Of the 89 lenders on board the platform, 12 are public-sector banks, 16 are private-sector banks, 23 non-banking financial companies (NBFCs), and 35 entities associated with the National Bank for Agriculture and Rural Development.
The supported loan journeys include the Kisan Credit Card (KCC) or agri, dairy, micro businesses, gold loans, Emudra, personal loans, pension loans, vehicle loans, housing loans, and micro, small, and medium enterprises (MSMEs).
“Every entity regulated by the Reserve Bank of India (RBI) is eligible to be taken on board and eligible to join ULI. There are multiple loan products that are supported,” said Sahil Kini, chief executive officer (CEO), RBIH.

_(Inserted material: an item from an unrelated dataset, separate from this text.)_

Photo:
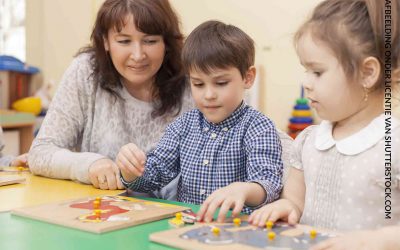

According to the RBI, ULI brings together financial-service providers and multiple-data providers through a standardised, protocol-driven architecture, and an open application programming interface (API) framework.
Kini said there were 53 data-service providers live on the platform. These provide 141 types of data service.
“The thing I am most excited about is (having) smaller NBFCs, cooperative banks, district central cooperative banks, and urban cooperative banks, which would find it challenging to build these kinds of systems. We will have access to common infrastructure, which they can utilise to build digital journeys,” he said.
He was speaking at the Bharat Fintech Summit 2026.
ULI’s digital journeys will allow multiple lenders accessibility to tech infrastructure.
“For lenders, one of the important things is that we will take care of a lot of the headache of taking on board multiple sets of data,” he said, adding that overheads maintaining data types would come down.
Data-service providers on ULI may have expanded market access, he added.
“Once a data-service provider is on board, you can treat it as the largest market of lenders, given that every single lender is going to be live on ULI. Once you are on ULI you have exposure to every single lender and therefore you should be able to go to the market and have the largest volumes through a common rail,” he explained.
Data types include land records and details on goods and services tax.
In 2024, ULI facilitated the disbursement of more than 600,000 loans, worth around ₹27,000 crore. Of this, nearly 160,000 loans, worth about ₹14,500 crore, were for micro, MSMEs, the data shows.